Published online by Cambridge University Press: 28 April 2017
In the querelle du Roman de la rose, Christine de Pizan's primary criticism of the didactic poem turns on the issue of rhetoric: what is most objectionable about the Rose is that its teaching is cloaked in such lovely language that readers might misunderstand what should be espoused and what should be eschewed in the romance. In her opinion, all writing has a moral function, and so rhetoric has an important role to play in its teachings. A similar concern with the uses and effects of language subtends the early sixteenth-century writings of Marguerite de Navarre, arguably the most influential French woman writer in this moment of transition from the medieval to the early modern. The last and most well-known of her works, the Heptaméron, grapples directly with the powers and even dangers of rhetoric: in the Prologue, the devisants decide to exclude “gens de lectres” (people of letters) from their storytelling project, lest their rhetorical skill interfere with the truth value of the tales. However, Marguerite's writings also explore rhetoric's salutary powers, and her letters in particular investigate how rhetoric, and specifically epistolary rhetoric, can be a vehicle for the experience of spirituality.

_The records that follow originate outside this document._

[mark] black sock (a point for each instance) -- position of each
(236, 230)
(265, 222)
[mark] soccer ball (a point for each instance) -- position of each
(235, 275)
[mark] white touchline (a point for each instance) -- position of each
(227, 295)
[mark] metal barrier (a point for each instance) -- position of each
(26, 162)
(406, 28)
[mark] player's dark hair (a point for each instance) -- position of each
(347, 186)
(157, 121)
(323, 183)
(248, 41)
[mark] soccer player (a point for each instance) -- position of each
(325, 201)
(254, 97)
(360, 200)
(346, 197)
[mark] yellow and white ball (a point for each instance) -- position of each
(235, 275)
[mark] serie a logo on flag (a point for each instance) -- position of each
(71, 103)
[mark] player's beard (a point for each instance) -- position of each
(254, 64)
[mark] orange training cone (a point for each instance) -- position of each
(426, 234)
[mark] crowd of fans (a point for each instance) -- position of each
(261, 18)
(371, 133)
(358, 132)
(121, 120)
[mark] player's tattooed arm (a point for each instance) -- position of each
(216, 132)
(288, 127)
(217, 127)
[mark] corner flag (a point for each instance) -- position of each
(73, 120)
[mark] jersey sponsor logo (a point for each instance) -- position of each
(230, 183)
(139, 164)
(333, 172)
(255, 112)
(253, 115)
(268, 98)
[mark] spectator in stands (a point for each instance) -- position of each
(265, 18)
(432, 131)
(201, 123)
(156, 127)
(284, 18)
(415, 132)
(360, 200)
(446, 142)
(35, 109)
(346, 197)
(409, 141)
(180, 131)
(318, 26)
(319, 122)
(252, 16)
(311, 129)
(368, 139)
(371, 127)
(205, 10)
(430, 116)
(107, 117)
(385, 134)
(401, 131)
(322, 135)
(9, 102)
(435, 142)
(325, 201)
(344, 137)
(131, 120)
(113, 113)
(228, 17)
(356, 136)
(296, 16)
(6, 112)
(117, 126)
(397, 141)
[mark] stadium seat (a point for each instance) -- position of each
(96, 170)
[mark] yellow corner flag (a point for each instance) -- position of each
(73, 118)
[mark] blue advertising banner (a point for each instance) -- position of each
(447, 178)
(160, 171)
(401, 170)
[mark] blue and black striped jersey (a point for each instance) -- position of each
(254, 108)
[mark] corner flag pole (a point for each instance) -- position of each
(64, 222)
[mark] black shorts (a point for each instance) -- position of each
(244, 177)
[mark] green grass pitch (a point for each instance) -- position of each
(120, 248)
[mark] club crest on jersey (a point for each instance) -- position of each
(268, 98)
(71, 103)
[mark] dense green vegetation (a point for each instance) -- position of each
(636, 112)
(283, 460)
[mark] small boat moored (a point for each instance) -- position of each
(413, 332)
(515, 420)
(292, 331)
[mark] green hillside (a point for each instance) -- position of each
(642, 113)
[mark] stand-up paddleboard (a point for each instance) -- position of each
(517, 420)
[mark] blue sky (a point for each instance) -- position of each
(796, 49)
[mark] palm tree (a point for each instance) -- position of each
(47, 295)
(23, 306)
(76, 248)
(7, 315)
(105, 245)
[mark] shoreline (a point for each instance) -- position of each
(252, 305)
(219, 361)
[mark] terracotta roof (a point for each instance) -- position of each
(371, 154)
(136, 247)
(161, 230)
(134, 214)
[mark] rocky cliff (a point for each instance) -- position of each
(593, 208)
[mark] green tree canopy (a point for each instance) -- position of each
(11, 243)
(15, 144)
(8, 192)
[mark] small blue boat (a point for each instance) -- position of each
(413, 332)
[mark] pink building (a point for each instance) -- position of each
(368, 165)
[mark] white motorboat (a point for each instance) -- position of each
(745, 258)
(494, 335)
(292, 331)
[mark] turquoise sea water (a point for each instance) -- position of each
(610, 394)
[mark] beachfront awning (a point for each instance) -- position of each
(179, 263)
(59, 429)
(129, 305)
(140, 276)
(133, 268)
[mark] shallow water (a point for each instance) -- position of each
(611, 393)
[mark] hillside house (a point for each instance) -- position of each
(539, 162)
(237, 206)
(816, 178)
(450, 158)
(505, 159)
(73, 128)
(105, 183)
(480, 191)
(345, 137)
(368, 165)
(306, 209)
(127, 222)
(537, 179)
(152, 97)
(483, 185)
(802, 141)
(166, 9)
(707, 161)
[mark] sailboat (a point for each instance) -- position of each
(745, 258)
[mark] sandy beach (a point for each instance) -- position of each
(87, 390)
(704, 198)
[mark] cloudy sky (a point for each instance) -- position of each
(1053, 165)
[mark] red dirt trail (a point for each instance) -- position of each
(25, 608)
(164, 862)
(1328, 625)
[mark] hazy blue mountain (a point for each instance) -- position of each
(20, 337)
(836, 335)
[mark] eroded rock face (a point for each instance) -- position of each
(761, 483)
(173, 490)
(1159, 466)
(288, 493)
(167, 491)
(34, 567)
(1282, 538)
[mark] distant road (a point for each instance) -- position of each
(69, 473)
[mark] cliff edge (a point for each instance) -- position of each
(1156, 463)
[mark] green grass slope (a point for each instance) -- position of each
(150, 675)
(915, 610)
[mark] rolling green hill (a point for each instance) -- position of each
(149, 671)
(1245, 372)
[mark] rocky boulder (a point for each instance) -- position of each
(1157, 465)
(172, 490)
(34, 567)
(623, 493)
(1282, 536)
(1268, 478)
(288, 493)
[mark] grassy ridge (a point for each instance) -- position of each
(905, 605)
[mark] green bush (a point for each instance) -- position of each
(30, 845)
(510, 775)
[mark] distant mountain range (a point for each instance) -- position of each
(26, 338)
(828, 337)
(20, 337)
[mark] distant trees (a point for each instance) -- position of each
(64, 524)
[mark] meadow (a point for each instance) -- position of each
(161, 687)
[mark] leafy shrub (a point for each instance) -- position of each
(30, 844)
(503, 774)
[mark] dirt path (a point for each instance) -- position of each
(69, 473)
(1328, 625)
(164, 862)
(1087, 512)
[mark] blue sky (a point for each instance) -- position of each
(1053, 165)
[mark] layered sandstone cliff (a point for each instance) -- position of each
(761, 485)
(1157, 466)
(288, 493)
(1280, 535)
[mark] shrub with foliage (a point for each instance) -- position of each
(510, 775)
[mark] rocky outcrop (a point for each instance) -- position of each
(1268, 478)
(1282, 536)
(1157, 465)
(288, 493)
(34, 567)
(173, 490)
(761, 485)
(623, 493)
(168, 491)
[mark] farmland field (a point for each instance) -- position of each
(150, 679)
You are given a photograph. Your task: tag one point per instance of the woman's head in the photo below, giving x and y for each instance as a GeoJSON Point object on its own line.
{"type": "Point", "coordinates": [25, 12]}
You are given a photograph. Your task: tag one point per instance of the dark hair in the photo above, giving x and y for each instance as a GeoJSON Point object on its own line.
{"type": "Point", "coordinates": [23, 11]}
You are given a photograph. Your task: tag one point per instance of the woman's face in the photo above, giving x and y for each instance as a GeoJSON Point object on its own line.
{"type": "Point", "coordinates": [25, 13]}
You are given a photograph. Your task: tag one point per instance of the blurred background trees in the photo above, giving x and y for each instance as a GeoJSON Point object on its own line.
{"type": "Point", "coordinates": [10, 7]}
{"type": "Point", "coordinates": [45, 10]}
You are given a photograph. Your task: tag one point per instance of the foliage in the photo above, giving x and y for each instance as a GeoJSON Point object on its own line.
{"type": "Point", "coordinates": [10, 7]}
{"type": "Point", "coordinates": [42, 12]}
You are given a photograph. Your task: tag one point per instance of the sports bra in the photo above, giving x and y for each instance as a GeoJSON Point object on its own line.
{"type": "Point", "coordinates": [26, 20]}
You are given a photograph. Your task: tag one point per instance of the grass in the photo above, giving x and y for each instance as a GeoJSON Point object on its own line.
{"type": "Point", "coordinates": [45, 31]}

Like Christine, Marguerite was a skilled practitioner of the epistolary arts, composing letters in verse and in prose, and employing letters in her fictional writings. However, unlike Christine, her epistolary ventures are not guided by an overarching interest in combating misogyny. Rather, spirituality is Marguerite's principal concern, and its relationship to the worldly receives a complex treatment in the thirteenth nouvelle of the Heptaméron. In this tale, a married captain falls in love with a married woman, professes his love in a letter accompanied by a diamond ring as a pledge of his love, and dies not long after. The virtuous married woman returns the diamond to the captain's wife. She also sends along a forged letter: she writes under the guise of a nun to whom the captain had confessed his sins before his last mortal adventure – and to whom he professed a desire to make amends with his wife upon his return. The happy épistolière preserves her virtue by refusing adulterous love, and she “rights” the wrongs occasioned by the captain's letter, occluding his attempted adultery with the fiction of his marital devotion and returning the precious jewel to the rightful recipient of his amorous gages.